Bolle di sapone – Edoardo Sant’Elia – Bolla 2
“Zebù bambino” di Davide Cortese
Bolla 2. Davide Cortese, Zebù bambino, Terra d’ulivi edizioni
Ha tutte le caratteristiche di un personaggio in piena regola, con le sue preferenze, i suoi sbalzi d’umore, le sue certezze, le sue paure, la sua voglia incontenibile di andare fino in fondo, a qualsiasi costo. E tuttavia non è facilmente inquadrabile, malgrado gli indizi disseminati ovunque.
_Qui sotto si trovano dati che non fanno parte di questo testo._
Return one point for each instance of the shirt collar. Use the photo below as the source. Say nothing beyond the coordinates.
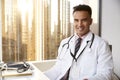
(83, 37)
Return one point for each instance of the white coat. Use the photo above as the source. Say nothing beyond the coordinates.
(93, 64)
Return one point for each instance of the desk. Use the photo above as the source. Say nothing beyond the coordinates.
(36, 75)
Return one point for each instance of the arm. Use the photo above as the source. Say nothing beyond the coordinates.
(105, 63)
(54, 72)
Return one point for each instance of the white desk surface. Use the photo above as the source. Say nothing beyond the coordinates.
(36, 75)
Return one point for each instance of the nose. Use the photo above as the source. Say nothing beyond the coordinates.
(79, 23)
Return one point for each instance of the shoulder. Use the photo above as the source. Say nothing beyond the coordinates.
(100, 41)
(65, 40)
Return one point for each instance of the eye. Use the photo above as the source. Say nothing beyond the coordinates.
(75, 20)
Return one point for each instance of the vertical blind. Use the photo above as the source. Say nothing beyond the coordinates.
(32, 29)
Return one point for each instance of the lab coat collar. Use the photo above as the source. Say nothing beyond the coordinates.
(88, 37)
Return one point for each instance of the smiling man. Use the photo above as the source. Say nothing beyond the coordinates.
(83, 56)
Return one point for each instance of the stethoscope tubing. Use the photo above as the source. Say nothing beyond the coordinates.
(74, 58)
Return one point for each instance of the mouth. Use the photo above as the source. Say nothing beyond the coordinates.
(80, 28)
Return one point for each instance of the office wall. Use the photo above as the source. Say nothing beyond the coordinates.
(110, 29)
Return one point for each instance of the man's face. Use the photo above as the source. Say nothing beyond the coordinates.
(82, 22)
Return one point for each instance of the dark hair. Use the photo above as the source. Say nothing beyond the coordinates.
(82, 7)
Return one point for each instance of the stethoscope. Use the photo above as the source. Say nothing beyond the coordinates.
(67, 43)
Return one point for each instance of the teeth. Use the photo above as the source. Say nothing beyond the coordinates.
(80, 29)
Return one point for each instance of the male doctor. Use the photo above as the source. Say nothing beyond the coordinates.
(92, 61)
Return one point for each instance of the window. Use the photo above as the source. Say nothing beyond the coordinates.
(32, 29)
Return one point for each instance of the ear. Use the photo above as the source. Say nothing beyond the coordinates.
(91, 20)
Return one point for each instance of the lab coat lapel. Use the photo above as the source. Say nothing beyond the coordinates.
(72, 45)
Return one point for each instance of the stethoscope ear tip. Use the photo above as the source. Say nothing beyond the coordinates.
(89, 50)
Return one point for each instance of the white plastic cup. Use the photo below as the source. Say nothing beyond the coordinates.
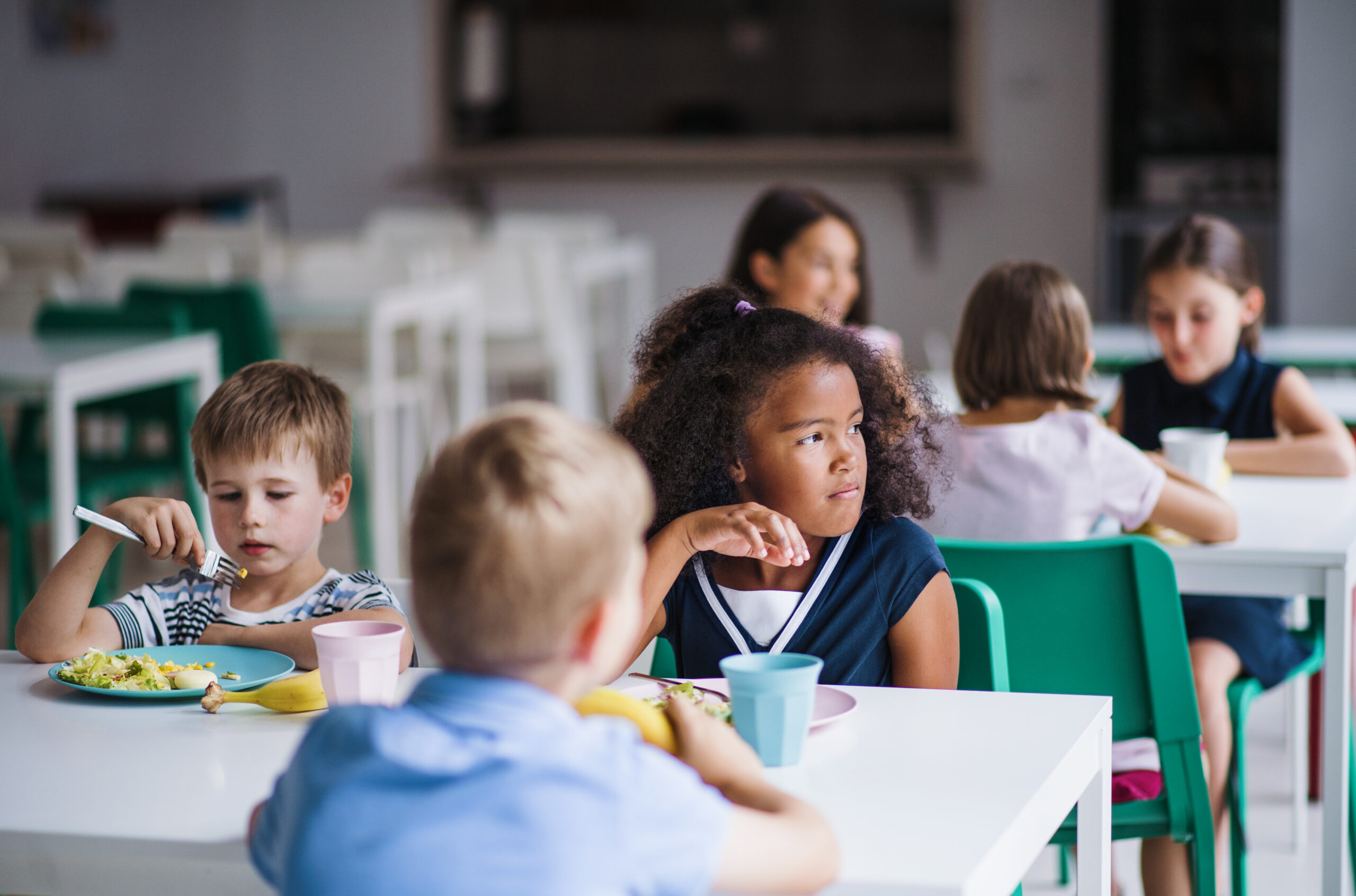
(360, 660)
(1199, 452)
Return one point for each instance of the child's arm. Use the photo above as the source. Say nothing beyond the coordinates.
(925, 644)
(59, 623)
(739, 531)
(1192, 509)
(1316, 442)
(293, 639)
(776, 844)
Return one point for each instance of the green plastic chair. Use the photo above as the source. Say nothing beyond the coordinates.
(984, 646)
(1104, 617)
(1243, 692)
(664, 665)
(235, 312)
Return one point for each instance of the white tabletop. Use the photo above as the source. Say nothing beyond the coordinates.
(1283, 521)
(921, 793)
(28, 361)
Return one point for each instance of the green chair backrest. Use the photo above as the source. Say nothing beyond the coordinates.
(1103, 617)
(664, 665)
(76, 320)
(984, 647)
(1092, 617)
(235, 311)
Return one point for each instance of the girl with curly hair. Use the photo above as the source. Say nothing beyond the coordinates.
(784, 453)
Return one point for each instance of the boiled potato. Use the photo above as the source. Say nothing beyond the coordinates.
(192, 679)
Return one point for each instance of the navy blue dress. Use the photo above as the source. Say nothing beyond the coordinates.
(866, 583)
(1238, 400)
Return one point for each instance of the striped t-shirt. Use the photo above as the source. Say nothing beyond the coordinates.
(175, 611)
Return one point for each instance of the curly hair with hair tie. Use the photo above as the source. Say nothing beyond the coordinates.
(707, 365)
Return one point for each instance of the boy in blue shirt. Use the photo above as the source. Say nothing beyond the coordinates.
(527, 556)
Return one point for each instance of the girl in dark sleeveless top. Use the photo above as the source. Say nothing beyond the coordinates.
(1200, 289)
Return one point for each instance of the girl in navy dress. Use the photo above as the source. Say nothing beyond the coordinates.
(1200, 289)
(784, 453)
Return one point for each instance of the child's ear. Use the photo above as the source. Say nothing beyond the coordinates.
(590, 633)
(1253, 303)
(337, 498)
(765, 270)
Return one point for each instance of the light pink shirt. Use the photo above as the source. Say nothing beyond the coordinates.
(1046, 480)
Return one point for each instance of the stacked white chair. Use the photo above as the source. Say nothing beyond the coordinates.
(108, 272)
(407, 393)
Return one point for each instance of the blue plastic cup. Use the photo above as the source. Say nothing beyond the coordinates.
(772, 698)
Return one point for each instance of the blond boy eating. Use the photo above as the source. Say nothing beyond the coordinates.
(272, 448)
(527, 556)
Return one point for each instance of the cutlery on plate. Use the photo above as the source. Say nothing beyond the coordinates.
(215, 567)
(669, 681)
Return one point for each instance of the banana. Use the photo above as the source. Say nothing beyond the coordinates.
(653, 724)
(296, 694)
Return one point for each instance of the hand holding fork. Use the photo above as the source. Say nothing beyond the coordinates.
(170, 533)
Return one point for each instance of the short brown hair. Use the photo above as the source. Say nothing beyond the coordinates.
(520, 526)
(1024, 333)
(1214, 247)
(269, 408)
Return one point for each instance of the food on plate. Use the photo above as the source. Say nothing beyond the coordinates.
(710, 703)
(296, 694)
(193, 679)
(652, 722)
(125, 673)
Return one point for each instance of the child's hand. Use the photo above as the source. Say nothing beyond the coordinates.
(747, 531)
(167, 526)
(712, 747)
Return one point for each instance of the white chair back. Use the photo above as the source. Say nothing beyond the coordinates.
(407, 393)
(420, 228)
(108, 273)
(628, 267)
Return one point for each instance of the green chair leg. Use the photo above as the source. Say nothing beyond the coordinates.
(1243, 692)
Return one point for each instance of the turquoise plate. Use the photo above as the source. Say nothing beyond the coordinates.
(254, 666)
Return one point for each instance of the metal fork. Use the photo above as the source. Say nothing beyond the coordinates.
(669, 681)
(215, 567)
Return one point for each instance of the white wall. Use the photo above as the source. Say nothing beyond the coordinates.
(325, 93)
(331, 95)
(1318, 207)
(1038, 195)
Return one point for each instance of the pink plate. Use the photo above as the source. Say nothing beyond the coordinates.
(831, 703)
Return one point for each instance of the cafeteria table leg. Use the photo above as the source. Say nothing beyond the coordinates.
(1337, 608)
(1095, 825)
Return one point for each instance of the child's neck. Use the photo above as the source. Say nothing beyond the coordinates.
(265, 593)
(750, 574)
(1013, 410)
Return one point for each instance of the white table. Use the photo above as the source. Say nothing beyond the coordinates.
(71, 372)
(1297, 536)
(1123, 345)
(923, 795)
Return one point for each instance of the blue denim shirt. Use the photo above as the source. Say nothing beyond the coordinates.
(486, 785)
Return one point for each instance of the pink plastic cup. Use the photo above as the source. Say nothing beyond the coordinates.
(360, 660)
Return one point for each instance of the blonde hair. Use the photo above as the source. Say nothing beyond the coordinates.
(270, 408)
(1025, 333)
(521, 525)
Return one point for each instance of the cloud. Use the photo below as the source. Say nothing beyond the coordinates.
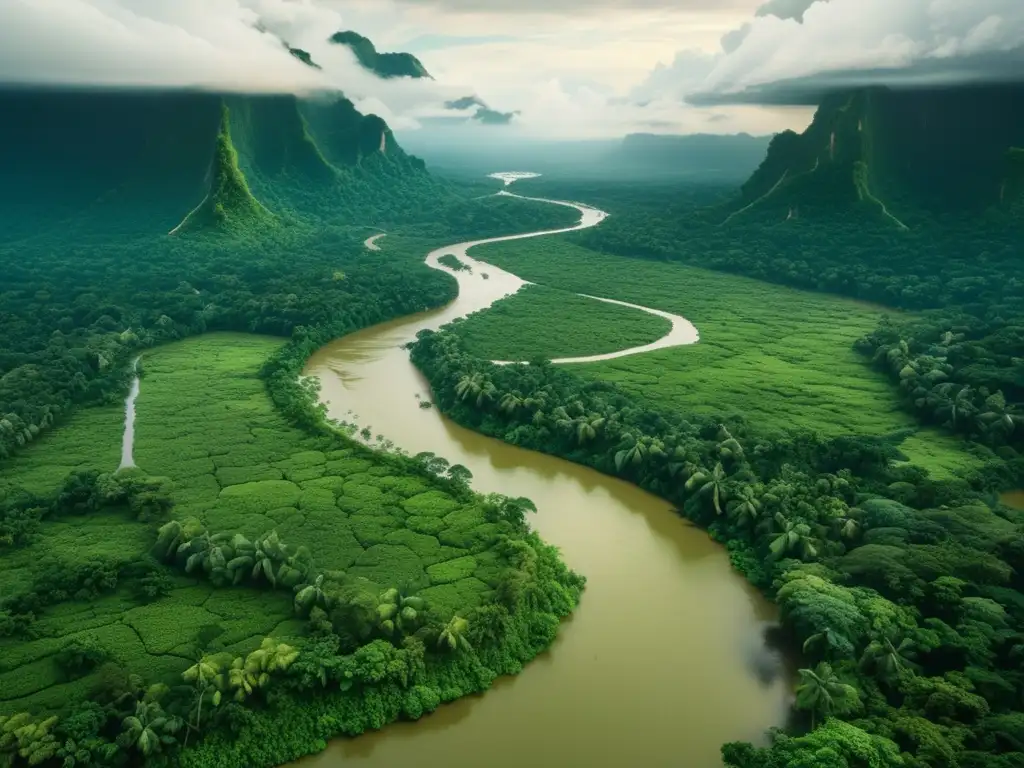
(223, 45)
(573, 7)
(785, 8)
(196, 43)
(847, 43)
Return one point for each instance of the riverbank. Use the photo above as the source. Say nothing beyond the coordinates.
(855, 544)
(706, 677)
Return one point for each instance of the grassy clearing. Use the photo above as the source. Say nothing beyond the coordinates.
(780, 357)
(943, 456)
(89, 439)
(205, 421)
(548, 323)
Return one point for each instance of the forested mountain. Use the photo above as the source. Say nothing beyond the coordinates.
(938, 150)
(160, 154)
(385, 65)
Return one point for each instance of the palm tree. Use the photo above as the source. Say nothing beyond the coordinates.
(744, 507)
(956, 408)
(633, 454)
(244, 679)
(169, 538)
(728, 446)
(242, 563)
(475, 385)
(710, 485)
(196, 551)
(296, 568)
(511, 401)
(454, 635)
(469, 386)
(204, 675)
(888, 658)
(396, 612)
(826, 642)
(793, 537)
(587, 427)
(821, 692)
(848, 527)
(272, 655)
(310, 596)
(150, 729)
(268, 551)
(636, 451)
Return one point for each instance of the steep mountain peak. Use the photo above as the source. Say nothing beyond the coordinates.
(937, 150)
(384, 65)
(229, 203)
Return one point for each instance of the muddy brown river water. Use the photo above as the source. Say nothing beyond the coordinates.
(665, 658)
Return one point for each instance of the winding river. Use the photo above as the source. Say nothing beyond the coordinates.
(665, 658)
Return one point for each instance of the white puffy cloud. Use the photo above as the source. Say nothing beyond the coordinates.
(193, 43)
(226, 45)
(576, 78)
(862, 42)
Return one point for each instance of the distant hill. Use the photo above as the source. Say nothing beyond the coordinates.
(385, 65)
(940, 150)
(459, 148)
(698, 154)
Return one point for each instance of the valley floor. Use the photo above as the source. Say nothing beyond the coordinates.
(778, 357)
(205, 421)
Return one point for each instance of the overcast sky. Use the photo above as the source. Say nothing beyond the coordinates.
(571, 68)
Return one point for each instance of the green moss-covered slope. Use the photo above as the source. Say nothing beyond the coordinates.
(229, 202)
(271, 138)
(936, 150)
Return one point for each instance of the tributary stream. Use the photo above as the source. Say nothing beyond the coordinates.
(665, 658)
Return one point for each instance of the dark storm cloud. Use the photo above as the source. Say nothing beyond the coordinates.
(851, 43)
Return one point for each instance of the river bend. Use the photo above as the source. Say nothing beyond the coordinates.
(663, 662)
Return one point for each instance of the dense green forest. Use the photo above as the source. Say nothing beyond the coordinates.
(899, 585)
(178, 612)
(259, 583)
(901, 589)
(958, 360)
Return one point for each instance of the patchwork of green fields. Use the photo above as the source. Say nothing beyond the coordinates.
(551, 324)
(89, 439)
(780, 357)
(205, 421)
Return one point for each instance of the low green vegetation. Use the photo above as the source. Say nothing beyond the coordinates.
(252, 578)
(545, 323)
(899, 583)
(868, 512)
(779, 358)
(69, 333)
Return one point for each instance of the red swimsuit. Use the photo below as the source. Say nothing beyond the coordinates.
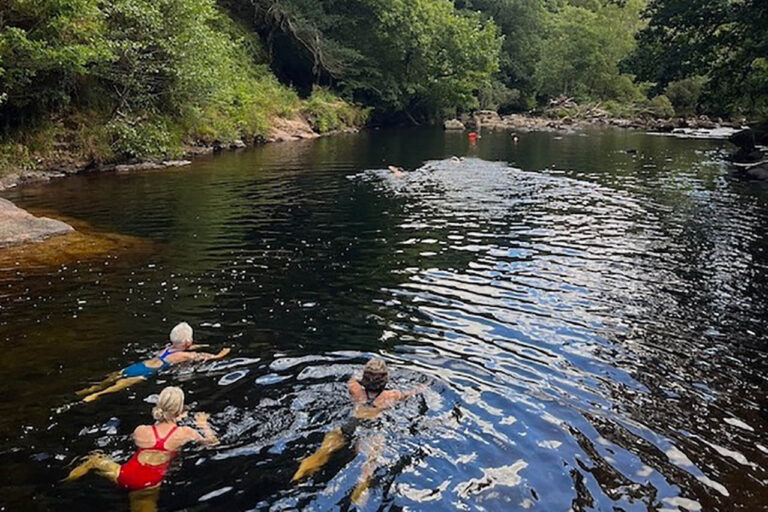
(135, 476)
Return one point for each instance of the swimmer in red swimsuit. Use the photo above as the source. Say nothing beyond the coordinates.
(157, 444)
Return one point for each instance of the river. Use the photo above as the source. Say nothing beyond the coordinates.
(588, 311)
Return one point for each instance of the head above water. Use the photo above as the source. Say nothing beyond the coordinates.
(170, 405)
(181, 335)
(375, 375)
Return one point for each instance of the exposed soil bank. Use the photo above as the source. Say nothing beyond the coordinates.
(66, 164)
(18, 226)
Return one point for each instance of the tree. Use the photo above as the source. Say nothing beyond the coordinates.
(46, 48)
(521, 22)
(584, 44)
(723, 40)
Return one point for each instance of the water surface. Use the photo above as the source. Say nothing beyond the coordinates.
(590, 321)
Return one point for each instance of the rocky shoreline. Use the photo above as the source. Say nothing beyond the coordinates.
(60, 166)
(491, 120)
(19, 227)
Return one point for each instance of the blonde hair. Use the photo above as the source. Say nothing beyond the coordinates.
(170, 404)
(181, 334)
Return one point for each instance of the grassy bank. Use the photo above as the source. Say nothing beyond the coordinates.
(83, 138)
(92, 83)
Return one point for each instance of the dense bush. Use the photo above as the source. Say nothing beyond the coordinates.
(661, 107)
(685, 94)
(326, 112)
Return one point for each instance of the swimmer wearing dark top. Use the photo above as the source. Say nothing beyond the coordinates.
(180, 351)
(370, 398)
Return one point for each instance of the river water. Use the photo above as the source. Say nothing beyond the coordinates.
(588, 311)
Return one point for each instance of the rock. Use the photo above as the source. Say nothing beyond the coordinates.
(141, 166)
(454, 124)
(757, 173)
(176, 163)
(18, 226)
(745, 139)
(290, 129)
(487, 119)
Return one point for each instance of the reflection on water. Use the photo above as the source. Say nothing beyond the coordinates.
(590, 321)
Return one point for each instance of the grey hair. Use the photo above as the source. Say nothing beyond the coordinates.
(170, 404)
(181, 333)
(375, 375)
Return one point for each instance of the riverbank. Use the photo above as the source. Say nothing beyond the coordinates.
(529, 122)
(67, 162)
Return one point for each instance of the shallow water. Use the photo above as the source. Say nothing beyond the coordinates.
(591, 323)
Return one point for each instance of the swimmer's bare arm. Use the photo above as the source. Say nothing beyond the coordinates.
(356, 390)
(208, 436)
(396, 396)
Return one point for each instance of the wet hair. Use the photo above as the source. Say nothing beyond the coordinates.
(170, 404)
(181, 334)
(375, 375)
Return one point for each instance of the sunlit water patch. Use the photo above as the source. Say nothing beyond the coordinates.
(589, 321)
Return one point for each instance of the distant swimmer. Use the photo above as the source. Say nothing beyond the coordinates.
(179, 352)
(370, 398)
(156, 446)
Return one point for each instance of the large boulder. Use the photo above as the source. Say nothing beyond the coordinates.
(18, 226)
(453, 124)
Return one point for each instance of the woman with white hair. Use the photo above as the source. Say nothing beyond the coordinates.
(370, 397)
(156, 446)
(178, 352)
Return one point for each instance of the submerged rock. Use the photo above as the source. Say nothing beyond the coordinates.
(757, 173)
(453, 124)
(18, 226)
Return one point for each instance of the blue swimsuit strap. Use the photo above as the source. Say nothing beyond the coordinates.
(165, 354)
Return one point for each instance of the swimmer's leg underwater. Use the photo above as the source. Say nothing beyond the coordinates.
(108, 381)
(333, 441)
(98, 462)
(114, 388)
(144, 500)
(371, 448)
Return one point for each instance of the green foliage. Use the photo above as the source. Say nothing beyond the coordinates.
(326, 112)
(661, 107)
(685, 94)
(46, 48)
(142, 138)
(723, 40)
(522, 24)
(584, 44)
(418, 57)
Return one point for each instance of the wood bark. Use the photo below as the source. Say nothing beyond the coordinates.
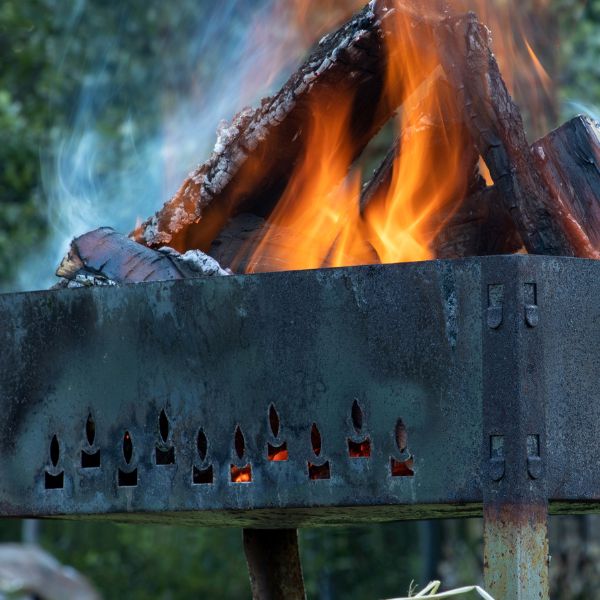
(104, 256)
(255, 155)
(569, 160)
(483, 225)
(542, 218)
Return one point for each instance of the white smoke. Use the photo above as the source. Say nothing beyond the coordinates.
(228, 70)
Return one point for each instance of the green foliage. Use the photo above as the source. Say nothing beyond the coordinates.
(579, 54)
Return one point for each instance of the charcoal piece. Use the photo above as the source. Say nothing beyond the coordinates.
(543, 220)
(104, 256)
(256, 153)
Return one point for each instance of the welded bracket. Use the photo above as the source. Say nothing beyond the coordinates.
(515, 491)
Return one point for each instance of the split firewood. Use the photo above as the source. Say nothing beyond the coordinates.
(480, 227)
(569, 160)
(540, 212)
(482, 224)
(255, 155)
(105, 257)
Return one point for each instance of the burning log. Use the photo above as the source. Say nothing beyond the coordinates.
(569, 159)
(539, 211)
(105, 257)
(255, 155)
(483, 225)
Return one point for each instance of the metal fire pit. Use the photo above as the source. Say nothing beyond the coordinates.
(443, 388)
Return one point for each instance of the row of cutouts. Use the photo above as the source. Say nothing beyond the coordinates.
(359, 447)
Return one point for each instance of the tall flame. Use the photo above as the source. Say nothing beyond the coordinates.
(319, 221)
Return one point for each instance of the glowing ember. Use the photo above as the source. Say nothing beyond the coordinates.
(241, 474)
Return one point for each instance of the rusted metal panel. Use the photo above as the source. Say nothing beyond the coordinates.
(403, 341)
(515, 496)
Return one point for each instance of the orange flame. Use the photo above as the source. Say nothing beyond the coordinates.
(318, 221)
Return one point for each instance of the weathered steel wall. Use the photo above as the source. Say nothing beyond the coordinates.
(215, 354)
(408, 342)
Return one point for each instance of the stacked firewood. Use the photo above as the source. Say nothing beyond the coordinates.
(545, 197)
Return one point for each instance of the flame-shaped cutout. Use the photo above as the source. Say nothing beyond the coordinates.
(54, 451)
(357, 416)
(240, 443)
(274, 420)
(202, 444)
(401, 435)
(315, 438)
(90, 430)
(163, 425)
(127, 447)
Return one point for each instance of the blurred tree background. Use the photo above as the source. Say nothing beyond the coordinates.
(103, 108)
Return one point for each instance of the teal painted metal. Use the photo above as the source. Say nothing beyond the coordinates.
(515, 494)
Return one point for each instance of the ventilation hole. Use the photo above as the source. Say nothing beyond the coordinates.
(359, 449)
(202, 445)
(90, 430)
(357, 416)
(127, 479)
(54, 451)
(315, 438)
(240, 443)
(241, 474)
(202, 476)
(277, 453)
(319, 471)
(165, 457)
(402, 468)
(127, 447)
(401, 436)
(163, 425)
(274, 420)
(54, 482)
(90, 460)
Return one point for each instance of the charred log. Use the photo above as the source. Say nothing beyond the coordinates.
(105, 257)
(481, 226)
(569, 159)
(542, 218)
(255, 155)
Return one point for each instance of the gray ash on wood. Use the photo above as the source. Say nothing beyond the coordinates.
(541, 217)
(105, 257)
(255, 155)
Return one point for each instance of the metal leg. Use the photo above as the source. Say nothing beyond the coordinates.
(515, 496)
(516, 552)
(274, 564)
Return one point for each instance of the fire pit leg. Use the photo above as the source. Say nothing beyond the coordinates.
(515, 495)
(274, 564)
(516, 552)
Parliamo di Zebù, anzi di Zebù bambino, protagonista di un agile e godibile libretto a firma di Davide Cortese, un libretto tanto trasparente nel suo dettato quanto, al fondo, elusivo e spiazzante.
Si procede per stanze brevi, di quattro, otto, dieci versi, con ampio uso di rime, ciascuna stanza racchiude un episodio, ma anche un solo gesto, concreto o immaginifico, un gesto che diviene pensiero nel suo farsi, un gesto o più gesti che nella loro plateale evidenza svelano intenzioni definitive, segrete: “Accende mille fiammiferi nella notte. / Si brucia il ciuffo e le scarpe rotte. / Brucia un nome scritto su una nave. / Brucia la porta per far cadere la chiave”. È un demone bambino, Zebù, che in una sorta di Palestina arcaica, lasciata intuire più che descritta, vive una vita, anzi un’infanzia parallela a quella di Gesù, parallela ma scolpita al rovescio perché le sue azioni, esemplari a loro modo, sono ben altre: “Incendia la torta del suo compleanno / chiude gli amici nel vecchio capanno. / Scarta da solo i regali avuti. / Brucia il capanno e tanti saluti”.
Si esprime in tutti i modi, Zebù, la sua vitalità non conosce limiti, i suoi desideri – “Vuole la giostra con un solo cavallo. / Vuole un sole che non sia giallo” – sono impossibili e tuttavia concepibili, sono figurazioni che lasciano il segno, che scalfiscono un immaginario troppo tranquillo, troppo compiaciuto delle sue abusate metafore. Zebù è un ribelle senza ideologia e sostanzialmente senza vanità – sa di avere sul dorso “ali nere d’angelo randagio”? –, un ribelle che non si nega nulla, che insulta i compagni di gioco, che fa lo sgambetto a Gesù, che sottrae i soldi al padre per recarsi al circo. Ma poi non esita a sbirciare dalla serratura i genitori di Gesù che intrecciano i loro corpi e “Quando in petto lo strugge / un arcano bisogno d’amore / va a rubare all’emporio del gobbo / un lecca lecca a forma di cuore”.
È un bambino ingordo, Zebù, che non sa come placarsi. La sua Palestina, immersa nell’ombra ma attraversata da squarci improvvisi di luce, è fittizia quanto la Toscana rurale che fa da sfondo alle avventure di Pinocchio; eppure è vera, è autentica nella sua accezione fiabesca. Zebù non vive di riflesso, non è un doppio malvagio ignorato dalla Storia, non funge da semplice controcanto delle gesta edificanti dell’altro. È un personaggio, dicevamo, non inquadrabile, che vive di nascosto i suoi momenti di malinconia, che nella solitudine si incarognisce ulteriormente ma contro sé stesso, che alla paura del silenzio oppone le sue lacrime di zolfo, “gocce che sfrigolano / cadendo giù”.
Di tanto in tanto, “chi sei chi sei?” gli chiedono; e lui tace. Descrivendolo dall’esterno, rifiutandosi di scendere nelle sacche troppo facili, troppo comode dell’intimismo, Davide Cortese lo dipinge volta a volta in pochi tratti, poche linee che possiamo eventualmente congiungere, come nei giochi enigmistici. E così le stanze diventano paradossali proverbi, filastrocche impertinenti che si sciolgono sul pentagramma ininterrotto del ritmo. Un pentagramma, una musica, restando al paragone pinocchiesco, comunque destinate a cessare perché “Diventerà un bel giovane / il piccolo Zebù. / Presto farà breccia / nel cuore di Gesù”. E allora: ogni burattino si trasformerà in ragazzo? Basta crescere per maturare?